From 3c8376d897e6a1b9b6b61f5ada05b2afec1ab937 Mon Sep 17 00:00:00 2001
From: Jason Volk <jason@zemos.net>
Date: Wed, 29 Jan 2025 23:07:12 +0000
Subject: [PATCH] parallelize state-res pre-gathering

Signed-off-by: Jason Volk <jason@zemos.net>
---
 .../rooms/event_handler/resolve_state.rs      |  63 +++----
 .../rooms/event_handler/state_at_incoming.rs  | 173 +++++++++---------
 2 files changed, 123 insertions(+), 113 deletions(-)

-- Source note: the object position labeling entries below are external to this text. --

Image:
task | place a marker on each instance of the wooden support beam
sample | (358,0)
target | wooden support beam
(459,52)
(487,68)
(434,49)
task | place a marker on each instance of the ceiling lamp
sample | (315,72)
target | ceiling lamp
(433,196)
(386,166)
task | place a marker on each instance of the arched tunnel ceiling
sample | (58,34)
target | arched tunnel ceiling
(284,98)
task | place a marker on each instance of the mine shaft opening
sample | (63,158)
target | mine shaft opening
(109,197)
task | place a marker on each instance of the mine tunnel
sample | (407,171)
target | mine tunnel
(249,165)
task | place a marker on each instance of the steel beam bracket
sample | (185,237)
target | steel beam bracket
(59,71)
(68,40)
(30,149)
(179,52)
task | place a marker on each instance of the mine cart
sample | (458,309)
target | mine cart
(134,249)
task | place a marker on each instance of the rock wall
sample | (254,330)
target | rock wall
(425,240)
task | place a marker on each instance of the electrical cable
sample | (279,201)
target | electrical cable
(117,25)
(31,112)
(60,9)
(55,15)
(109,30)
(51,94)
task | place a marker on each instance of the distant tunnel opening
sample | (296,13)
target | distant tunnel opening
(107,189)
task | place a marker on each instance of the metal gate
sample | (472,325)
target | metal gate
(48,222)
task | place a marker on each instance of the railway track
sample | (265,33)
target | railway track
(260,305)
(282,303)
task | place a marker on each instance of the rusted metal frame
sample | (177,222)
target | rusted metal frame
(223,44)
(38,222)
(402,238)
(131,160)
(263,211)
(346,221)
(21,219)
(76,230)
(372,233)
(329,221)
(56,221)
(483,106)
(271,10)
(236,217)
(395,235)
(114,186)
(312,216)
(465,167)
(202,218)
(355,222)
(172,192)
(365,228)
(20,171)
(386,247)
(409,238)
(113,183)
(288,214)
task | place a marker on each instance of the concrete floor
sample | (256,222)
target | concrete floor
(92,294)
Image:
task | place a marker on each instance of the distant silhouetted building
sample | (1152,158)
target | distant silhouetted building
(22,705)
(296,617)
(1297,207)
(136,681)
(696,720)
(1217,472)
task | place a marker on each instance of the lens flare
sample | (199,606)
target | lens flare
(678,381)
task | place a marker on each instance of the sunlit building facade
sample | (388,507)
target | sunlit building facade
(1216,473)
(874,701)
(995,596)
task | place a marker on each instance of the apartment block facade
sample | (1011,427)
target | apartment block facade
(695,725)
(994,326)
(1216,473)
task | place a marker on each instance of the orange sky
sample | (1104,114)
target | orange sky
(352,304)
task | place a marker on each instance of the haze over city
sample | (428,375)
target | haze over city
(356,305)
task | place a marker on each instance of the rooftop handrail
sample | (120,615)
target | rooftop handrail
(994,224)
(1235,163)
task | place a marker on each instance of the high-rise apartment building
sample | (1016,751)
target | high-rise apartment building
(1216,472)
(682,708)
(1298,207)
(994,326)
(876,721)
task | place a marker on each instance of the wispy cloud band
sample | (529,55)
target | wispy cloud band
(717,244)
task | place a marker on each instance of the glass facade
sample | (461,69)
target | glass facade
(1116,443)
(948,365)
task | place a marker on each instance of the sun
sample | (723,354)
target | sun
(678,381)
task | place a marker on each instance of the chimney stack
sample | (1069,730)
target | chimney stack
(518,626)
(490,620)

diff --git a/src/service/rooms/event_handler/resolve_state.rs b/src/service/rooms/event_handler/resolve_state.rs
index 03f7e822..c3de5f2f 100644
--- a/src/service/rooms/event_handler/resolve_state.rs
+++ b/src/service/rooms/event_handler/resolve_state.rs
@@ -5,11 +5,11 @@ use std::{
 };
 
 use conduwuit::{
-	debug, err, implement,
+	err, implement, trace,
 	utils::stream::{automatic_width, IterStream, ReadyExt, TryWidebandExt, WidebandExt},
-	Result,
+	Error, Result,
 };
-use futures::{FutureExt, StreamExt, TryStreamExt};
+use futures::{future::try_join, FutureExt, StreamExt, TryFutureExt, TryStreamExt};
 use ruma::{
 	state_res::{self, StateMap},
 	OwnedEventId, RoomId, RoomVersionId,
@@ -25,13 +25,13 @@ pub async fn resolve_state(
 	room_version_id: &RoomVersionId,
 	incoming_state: HashMap<u64, OwnedEventId>,
 ) -> Result<Arc<HashSet<CompressedStateEvent>>> {
-	debug!("Loading current room state ids");
+	trace!("Loading current room state ids");
 	let current_sstatehash = self
 		.services
 		.state
 		.get_room_shortstatehash(room_id)
-		.await
-		.map_err(|e| err!(Database(error!("No state for {room_id:?}: {e:?}"))))?;
+		.map_err(|e| err!(Database(error!("No state for {room_id:?}: {e:?}"))))
+		.await?;
 
 	let current_state_ids: HashMap<_, _> = self
 		.services
@@ -40,8 +40,9 @@ pub async fn resolve_state(
 		.collect()
 		.await;
 
+	trace!("Loading fork states");
 	let fork_states = [current_state_ids, incoming_state];
-	let auth_chain_sets: Vec<HashSet<OwnedEventId>> = fork_states
+	let auth_chain_sets = fork_states
 		.iter()
 		.try_stream()
 		.wide_and_then(|state| {
@@ -50,36 +51,33 @@ pub async fn resolve_state(
 				.event_ids_iter(room_id, state.values().map(Borrow::borrow))
 				.try_collect()
 		})
-		.try_collect()
-		.await?;
+		.try_collect::<Vec<HashSet<OwnedEventId>>>();
 
-	debug!("Loading fork states");
-	let fork_states: Vec<StateMap<OwnedEventId>> = fork_states
-		.into_iter()
+	let fork_states = fork_states
+		.iter()
 		.stream()
-		.wide_then(|fork_state| async move {
+		.wide_then(|fork_state| {
 			let shortstatekeys = fork_state.keys().copied().stream();
-
-			let event_ids = fork_state.values().cloned().stream().boxed();
-
+			let event_ids = fork_state.values().cloned().stream();
 			self.services
 				.short
 				.multi_get_statekey_from_short(shortstatekeys)
 				.zip(event_ids)
 				.ready_filter_map(|(ty_sk, id)| Some((ty_sk.ok()?, id)))
 				.collect()
-				.await
 		})
-		.collect()
-		.await;
+		.map(Ok::<_, Error>)
+		.try_collect::<Vec<StateMap<OwnedEventId>>>();
 
-	debug!("Resolving state");
+	let (fork_states, auth_chain_sets) = try_join(fork_states, auth_chain_sets).await?;
+
+	trace!("Resolving state");
 	let state = self
-		.state_resolution(room_version_id, &fork_states, &auth_chain_sets)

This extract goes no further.